Ludovic est un jeune homme qui travaille dans un supermarché et qui vient de décompenser brutalement. Dans l’unité de post-urgence où il est accueilli, il signale qu’il a cinq chats et que sa sœur s’en occupe pendant son hospitalisation. Le médecin demande à l’assistante sociale de le raccompagner chez lui à la sortie de l’hôpital pour évaluer l’état du domicile, car au vu de son hygiène personnelle nous suspectons un syndrome de Diogène. Effectivement, les chats, dont certains, très jeunes, vivent dans un petit studio extrêmement sale, leurs excréments jonchent le sol. La nourriture est quant à elle posée sur un petit bout de carton sur le carrelage. Les chats semblent effrayés par notre présence. Nerveux, ils se cachent sous le lit. Monsieur témoigne une grande tendresse à ses animaux, il explique que, grâce à eux, il sort faire des courses pour leur acheter à manger. Il n’a aucun lien social.

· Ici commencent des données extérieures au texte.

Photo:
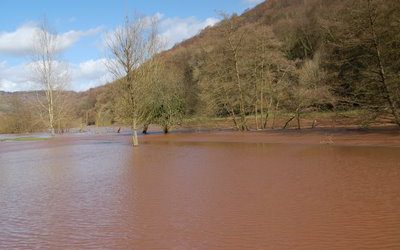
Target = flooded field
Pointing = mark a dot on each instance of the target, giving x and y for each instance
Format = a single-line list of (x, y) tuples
[(202, 191)]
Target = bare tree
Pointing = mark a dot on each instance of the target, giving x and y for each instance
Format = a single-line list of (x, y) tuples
[(130, 46), (51, 74)]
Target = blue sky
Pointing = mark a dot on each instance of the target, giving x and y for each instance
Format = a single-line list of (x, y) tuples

Comme cela est mis en évidence ici, les limites de la relation peuvent constituer un obstacle à l’hospitalisation. Elles peuvent aussi parfois basculer vers de la maltraitance, notamment quand le patient n’est plus en capacité de s’occuper de lui-même et par conséquent de son animal. Quelles solutions pouvons-nous proposer ? Comment aider les patients à prendre soin de leurs animaux ? Comment préserver et valoriser ce lien ? Comment concilier l’hospitalisation consentie et apaisée avec la préservation de ce lien ? Aujourd’hui, lorsque nous sommes confrontés à ce type de situation, les alternatives sont limitées et aucun cadre n’est formalisé. Les solutions peuvent être soit l’intervention de l’entourage, soit le déplacement d’un professionnel qui accompagne le patient à son domicile afin de nourrir l’animal, soit la prise en charge de l’animal par le service d’écologie urbaine ou de la SPA. Toutefois, les séjours à l’hôpital des patients, parfois contraints et souvent organisés dans l’urgence, sont difficiles pour leurs animaux, voire fatals dans certains cas. Il nous semble indispensable de venir questionner cette problématique, afin qu’ensemble, nous puissions trouver des solutions pérennes et rassurantes pour les patients, leurs animaux et les professionnels qui les accompagnent. 

Note de bas de page

(1) Ces réflexions ont donné lieu à la création d’un groupe de travail, constitué d’assistantes sociales en intrahospitalier et extrahospitalier, d’éducateurs, de mandataires judiciaires et soutenu par le Réseau social rue-hôpital (RSRH) et l’Orspere-Samdarra. L’objectif du groupe était de se sensibiliser à la problématique et de travailler à la mise en place de réponses adaptées en partant des expériences d’autres hôpitaux.